Le 24 mars 2005, le président est déchu par la révolution des tulipes et contraint de prendre la fuite à l’étranger. L’actuelle président, Courmanbiek Bakiev prend alors le pouvoir par intérim avant d’être confirmé dans cette fonction par voie démocratique en juillet 2005.

Zones à risques au Kirghizistan :

Pas de zone à risques malgré ce que peuvent nous dire les différents ministères de l’intérieur des différents pays.

Danger ou à faire attention au Kirghizistan :

Comme dans tous les pays du monde, le danger se situe bien souvent dans les grandes villes et tard le soir, donc prudence.
Hors ville, il faut faire attention aux rencontres avec malheureusement trop souvent des gens avinés (saoûls), c’est un fléau qui touche malheureusement beaucoup de pays de l’ex union soviétique et dont on oublie souvent de parler.

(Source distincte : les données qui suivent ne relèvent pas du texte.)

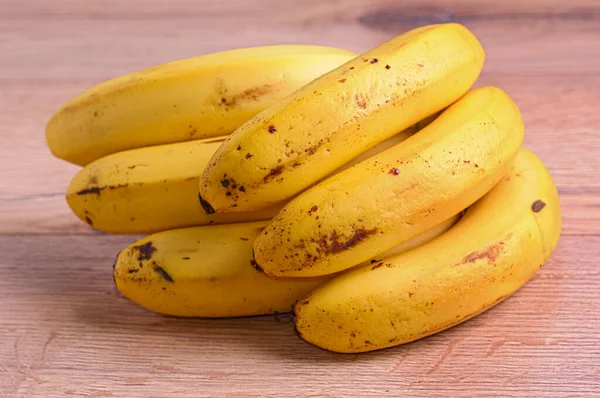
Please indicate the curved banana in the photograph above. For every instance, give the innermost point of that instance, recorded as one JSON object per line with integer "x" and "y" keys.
{"x": 153, "y": 189}
{"x": 317, "y": 129}
{"x": 147, "y": 190}
{"x": 206, "y": 272}
{"x": 397, "y": 194}
{"x": 200, "y": 97}
{"x": 489, "y": 254}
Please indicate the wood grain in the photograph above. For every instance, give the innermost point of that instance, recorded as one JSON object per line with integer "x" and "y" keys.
{"x": 69, "y": 331}
{"x": 66, "y": 331}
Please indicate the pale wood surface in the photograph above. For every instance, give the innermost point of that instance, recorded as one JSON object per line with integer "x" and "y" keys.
{"x": 64, "y": 331}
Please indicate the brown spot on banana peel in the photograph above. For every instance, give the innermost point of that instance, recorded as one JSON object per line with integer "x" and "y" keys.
{"x": 256, "y": 266}
{"x": 251, "y": 94}
{"x": 537, "y": 206}
{"x": 158, "y": 269}
{"x": 361, "y": 101}
{"x": 273, "y": 173}
{"x": 145, "y": 251}
{"x": 333, "y": 245}
{"x": 208, "y": 209}
{"x": 490, "y": 253}
{"x": 98, "y": 190}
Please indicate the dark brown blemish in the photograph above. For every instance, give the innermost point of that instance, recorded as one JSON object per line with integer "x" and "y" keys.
{"x": 273, "y": 173}
{"x": 312, "y": 149}
{"x": 333, "y": 245}
{"x": 252, "y": 94}
{"x": 361, "y": 101}
{"x": 538, "y": 205}
{"x": 208, "y": 209}
{"x": 158, "y": 269}
{"x": 92, "y": 190}
{"x": 491, "y": 253}
{"x": 97, "y": 190}
{"x": 256, "y": 266}
{"x": 145, "y": 251}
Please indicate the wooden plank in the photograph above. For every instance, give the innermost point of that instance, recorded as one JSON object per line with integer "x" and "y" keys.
{"x": 559, "y": 111}
{"x": 95, "y": 42}
{"x": 68, "y": 333}
{"x": 140, "y": 9}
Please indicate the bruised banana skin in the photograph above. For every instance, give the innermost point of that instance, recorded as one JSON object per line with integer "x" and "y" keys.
{"x": 489, "y": 254}
{"x": 154, "y": 189}
{"x": 320, "y": 127}
{"x": 148, "y": 190}
{"x": 398, "y": 193}
{"x": 207, "y": 272}
{"x": 205, "y": 96}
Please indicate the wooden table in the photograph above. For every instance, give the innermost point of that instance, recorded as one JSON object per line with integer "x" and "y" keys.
{"x": 65, "y": 331}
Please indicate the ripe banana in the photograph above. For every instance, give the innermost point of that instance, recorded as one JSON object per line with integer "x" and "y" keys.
{"x": 206, "y": 272}
{"x": 317, "y": 129}
{"x": 494, "y": 249}
{"x": 147, "y": 190}
{"x": 153, "y": 189}
{"x": 201, "y": 97}
{"x": 397, "y": 194}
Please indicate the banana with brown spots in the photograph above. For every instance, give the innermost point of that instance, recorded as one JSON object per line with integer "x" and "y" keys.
{"x": 343, "y": 113}
{"x": 398, "y": 193}
{"x": 489, "y": 254}
{"x": 195, "y": 98}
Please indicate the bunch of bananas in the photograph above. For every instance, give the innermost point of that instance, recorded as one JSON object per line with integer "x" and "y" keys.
{"x": 378, "y": 195}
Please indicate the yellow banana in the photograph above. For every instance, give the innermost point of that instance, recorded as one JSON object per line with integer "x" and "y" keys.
{"x": 490, "y": 253}
{"x": 147, "y": 190}
{"x": 201, "y": 97}
{"x": 317, "y": 129}
{"x": 206, "y": 272}
{"x": 397, "y": 194}
{"x": 153, "y": 189}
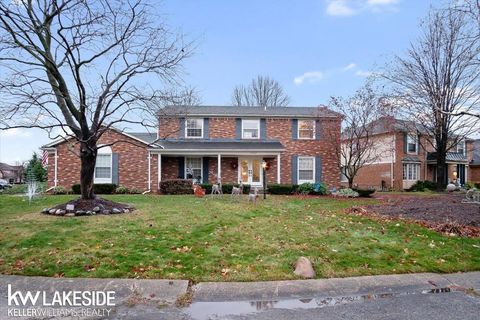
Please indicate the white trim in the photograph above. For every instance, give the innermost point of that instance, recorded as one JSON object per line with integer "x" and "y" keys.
{"x": 104, "y": 151}
{"x": 298, "y": 170}
{"x": 314, "y": 129}
{"x": 219, "y": 169}
{"x": 202, "y": 120}
{"x": 258, "y": 128}
{"x": 278, "y": 169}
{"x": 149, "y": 180}
{"x": 185, "y": 167}
{"x": 159, "y": 171}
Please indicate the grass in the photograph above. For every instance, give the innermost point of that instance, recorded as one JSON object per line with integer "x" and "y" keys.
{"x": 183, "y": 237}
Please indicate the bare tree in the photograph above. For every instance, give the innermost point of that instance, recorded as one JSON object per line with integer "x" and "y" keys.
{"x": 78, "y": 67}
{"x": 262, "y": 92}
{"x": 437, "y": 83}
{"x": 359, "y": 146}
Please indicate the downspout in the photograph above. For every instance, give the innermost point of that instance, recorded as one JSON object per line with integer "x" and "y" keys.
{"x": 56, "y": 172}
{"x": 149, "y": 173}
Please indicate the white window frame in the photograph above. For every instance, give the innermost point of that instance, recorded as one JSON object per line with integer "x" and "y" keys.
{"x": 201, "y": 168}
{"x": 298, "y": 129}
{"x": 186, "y": 128}
{"x": 411, "y": 174}
{"x": 415, "y": 137}
{"x": 298, "y": 170}
{"x": 464, "y": 144}
{"x": 258, "y": 129}
{"x": 104, "y": 151}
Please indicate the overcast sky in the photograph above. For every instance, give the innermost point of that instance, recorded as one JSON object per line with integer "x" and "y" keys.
{"x": 314, "y": 48}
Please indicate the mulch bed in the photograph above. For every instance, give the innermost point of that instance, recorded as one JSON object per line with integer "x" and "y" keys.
{"x": 444, "y": 213}
{"x": 88, "y": 207}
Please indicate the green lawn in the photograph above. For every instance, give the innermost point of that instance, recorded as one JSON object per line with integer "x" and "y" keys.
{"x": 219, "y": 240}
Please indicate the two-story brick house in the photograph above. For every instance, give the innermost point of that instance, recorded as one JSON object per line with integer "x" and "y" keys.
{"x": 406, "y": 156}
{"x": 211, "y": 143}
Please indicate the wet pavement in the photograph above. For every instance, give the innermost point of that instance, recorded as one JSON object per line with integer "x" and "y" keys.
{"x": 413, "y": 296}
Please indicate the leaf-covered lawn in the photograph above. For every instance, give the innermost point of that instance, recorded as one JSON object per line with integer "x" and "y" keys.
{"x": 183, "y": 237}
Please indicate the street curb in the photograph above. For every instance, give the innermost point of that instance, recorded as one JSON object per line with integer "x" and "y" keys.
{"x": 334, "y": 287}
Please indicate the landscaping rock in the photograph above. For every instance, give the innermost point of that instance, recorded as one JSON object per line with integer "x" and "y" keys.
{"x": 304, "y": 268}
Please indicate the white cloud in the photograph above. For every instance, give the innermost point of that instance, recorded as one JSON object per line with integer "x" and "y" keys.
{"x": 362, "y": 73}
{"x": 347, "y": 8}
{"x": 16, "y": 132}
{"x": 339, "y": 8}
{"x": 309, "y": 76}
{"x": 349, "y": 66}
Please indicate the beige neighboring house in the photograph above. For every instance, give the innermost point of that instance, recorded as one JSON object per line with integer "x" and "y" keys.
{"x": 401, "y": 158}
{"x": 12, "y": 174}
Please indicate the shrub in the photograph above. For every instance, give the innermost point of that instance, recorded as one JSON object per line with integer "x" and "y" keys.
{"x": 306, "y": 188}
{"x": 226, "y": 188}
{"x": 423, "y": 185}
{"x": 347, "y": 192}
{"x": 59, "y": 190}
{"x": 282, "y": 189}
{"x": 364, "y": 193}
{"x": 176, "y": 186}
{"x": 100, "y": 188}
{"x": 134, "y": 191}
{"x": 122, "y": 190}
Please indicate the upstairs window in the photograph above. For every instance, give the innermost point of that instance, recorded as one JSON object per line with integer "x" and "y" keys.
{"x": 461, "y": 147}
{"x": 306, "y": 129}
{"x": 306, "y": 168}
{"x": 412, "y": 144}
{"x": 194, "y": 128}
{"x": 250, "y": 129}
{"x": 103, "y": 166}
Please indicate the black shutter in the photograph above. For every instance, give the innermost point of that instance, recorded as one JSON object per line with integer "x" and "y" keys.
{"x": 181, "y": 167}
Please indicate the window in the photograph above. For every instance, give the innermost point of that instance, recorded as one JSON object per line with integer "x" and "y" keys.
{"x": 306, "y": 168}
{"x": 103, "y": 166}
{"x": 194, "y": 128}
{"x": 412, "y": 144}
{"x": 461, "y": 147}
{"x": 306, "y": 129}
{"x": 411, "y": 171}
{"x": 250, "y": 129}
{"x": 193, "y": 169}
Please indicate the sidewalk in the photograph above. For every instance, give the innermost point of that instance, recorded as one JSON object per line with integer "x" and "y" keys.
{"x": 144, "y": 299}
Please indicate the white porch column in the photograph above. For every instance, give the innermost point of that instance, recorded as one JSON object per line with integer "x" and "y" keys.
{"x": 159, "y": 171}
{"x": 219, "y": 167}
{"x": 278, "y": 169}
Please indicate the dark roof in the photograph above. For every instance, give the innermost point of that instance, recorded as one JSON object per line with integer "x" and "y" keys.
{"x": 411, "y": 159}
{"x": 234, "y": 111}
{"x": 451, "y": 157}
{"x": 219, "y": 144}
{"x": 147, "y": 137}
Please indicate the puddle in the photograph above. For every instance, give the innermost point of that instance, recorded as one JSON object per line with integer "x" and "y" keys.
{"x": 211, "y": 310}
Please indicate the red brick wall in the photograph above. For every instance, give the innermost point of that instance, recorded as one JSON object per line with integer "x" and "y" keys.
{"x": 132, "y": 161}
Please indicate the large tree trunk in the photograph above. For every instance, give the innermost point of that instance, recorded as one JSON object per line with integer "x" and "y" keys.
{"x": 88, "y": 156}
{"x": 441, "y": 165}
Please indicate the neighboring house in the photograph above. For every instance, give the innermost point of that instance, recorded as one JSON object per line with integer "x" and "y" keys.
{"x": 210, "y": 143}
{"x": 13, "y": 174}
{"x": 406, "y": 157}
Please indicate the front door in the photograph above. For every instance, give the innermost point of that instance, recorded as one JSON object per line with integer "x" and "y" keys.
{"x": 250, "y": 171}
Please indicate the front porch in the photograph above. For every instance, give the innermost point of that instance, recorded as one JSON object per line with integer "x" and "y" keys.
{"x": 229, "y": 162}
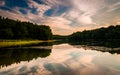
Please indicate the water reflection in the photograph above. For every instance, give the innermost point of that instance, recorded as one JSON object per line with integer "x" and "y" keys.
{"x": 9, "y": 56}
{"x": 66, "y": 59}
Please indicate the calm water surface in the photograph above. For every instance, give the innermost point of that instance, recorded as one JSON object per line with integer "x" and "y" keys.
{"x": 62, "y": 59}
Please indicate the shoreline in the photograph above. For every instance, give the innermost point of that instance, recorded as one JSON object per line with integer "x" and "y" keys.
{"x": 12, "y": 43}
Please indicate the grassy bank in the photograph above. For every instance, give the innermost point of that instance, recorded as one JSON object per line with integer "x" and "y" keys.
{"x": 9, "y": 43}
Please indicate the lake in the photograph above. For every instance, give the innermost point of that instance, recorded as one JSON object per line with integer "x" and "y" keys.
{"x": 59, "y": 59}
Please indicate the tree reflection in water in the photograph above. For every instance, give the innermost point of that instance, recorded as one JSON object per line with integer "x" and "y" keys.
{"x": 9, "y": 56}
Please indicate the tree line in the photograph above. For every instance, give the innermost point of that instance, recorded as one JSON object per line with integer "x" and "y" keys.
{"x": 11, "y": 29}
{"x": 101, "y": 34}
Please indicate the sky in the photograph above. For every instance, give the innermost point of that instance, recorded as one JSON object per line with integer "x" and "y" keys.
{"x": 64, "y": 16}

Langues parlées au Kirghizistan :

Deux langues officielles en Kirghizie, le Kirghize et le Russe.
Il va de soi que par sa situation géographie, plusieurs autres langues sont parlées par les minorités vivant en Kirghizie.
Notons entre autre l’ouzbèk (sud ouest du pays, représentant la langue « étrangère la plus parlée après les lagues officielles), le tadjik (région de Batken), le kazakh (toute la bande frontalière), le Ouïghour (Issik-Koul et Tchou), le Dungane (Issik-Koul et Tchou).
Rappelons que 80 ethnies vivent en kirghizie et que la liste pourrait être beaucoup plus longue.

Nombre de locuteurs de la langue kirghize:

Environs 3 millions pour le kirghize, le russe est compris et parlé par l’ensemble de la population kirghize, usité le plus souvent dans la région de Tchou et d’Issik-Koul.